I am thinking these could be done by creating counters within hobbit
(since boot):
Number of state changes
Number of state changes per server
Number of state changes per service
Number of notifications sent
The state changes can be calculated from the history logs. This is
preferable, I think, because that way it won't get reset if the Hobbit
server is restarted.
Notifications - it would make sense to have the alert module provide
some statistics that we could put into a trend graph.
If you like, I could draft up some graphs and reports I'd like to see.

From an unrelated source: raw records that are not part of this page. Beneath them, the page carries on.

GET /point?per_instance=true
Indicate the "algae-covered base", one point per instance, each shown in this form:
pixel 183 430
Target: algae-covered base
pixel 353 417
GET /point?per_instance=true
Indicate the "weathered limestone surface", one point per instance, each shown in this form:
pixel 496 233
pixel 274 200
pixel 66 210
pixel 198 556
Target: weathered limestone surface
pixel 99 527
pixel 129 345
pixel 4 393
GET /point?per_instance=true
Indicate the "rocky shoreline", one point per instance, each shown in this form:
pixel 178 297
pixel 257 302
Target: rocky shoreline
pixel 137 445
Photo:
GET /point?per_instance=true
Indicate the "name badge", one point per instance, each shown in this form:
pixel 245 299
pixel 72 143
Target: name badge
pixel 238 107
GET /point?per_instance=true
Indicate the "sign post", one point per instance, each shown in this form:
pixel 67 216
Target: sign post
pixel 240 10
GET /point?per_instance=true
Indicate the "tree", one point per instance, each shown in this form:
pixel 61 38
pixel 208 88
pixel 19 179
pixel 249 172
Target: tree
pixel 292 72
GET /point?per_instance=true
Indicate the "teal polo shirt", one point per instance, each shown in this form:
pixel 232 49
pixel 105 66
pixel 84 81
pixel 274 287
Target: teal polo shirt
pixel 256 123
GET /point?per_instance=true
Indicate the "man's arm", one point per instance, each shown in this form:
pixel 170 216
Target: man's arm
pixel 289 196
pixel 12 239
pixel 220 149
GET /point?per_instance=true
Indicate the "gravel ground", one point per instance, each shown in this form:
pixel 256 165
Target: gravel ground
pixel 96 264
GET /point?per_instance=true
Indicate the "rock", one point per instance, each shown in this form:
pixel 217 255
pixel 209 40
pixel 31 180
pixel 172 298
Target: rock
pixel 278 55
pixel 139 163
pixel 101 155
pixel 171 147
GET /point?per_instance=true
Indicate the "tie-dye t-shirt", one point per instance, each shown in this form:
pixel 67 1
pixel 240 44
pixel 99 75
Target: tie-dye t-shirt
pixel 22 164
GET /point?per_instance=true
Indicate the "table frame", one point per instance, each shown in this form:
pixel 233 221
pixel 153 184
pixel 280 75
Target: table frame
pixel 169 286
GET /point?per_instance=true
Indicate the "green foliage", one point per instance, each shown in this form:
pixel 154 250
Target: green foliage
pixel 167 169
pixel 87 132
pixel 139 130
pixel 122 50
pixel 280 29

My above description might be hard to visualize. I definitely think
hobbit could benefit from internal counters, similarly to how on OS
keeps tracks of context switches and the like.
Please do. The graphs I've created about the Hobbit "internals" have
been mostly for my own use as debugging / performance evaluation data.
If we can provide some data that is interesting to management, that
would be a good thing.
Regards,
Henrik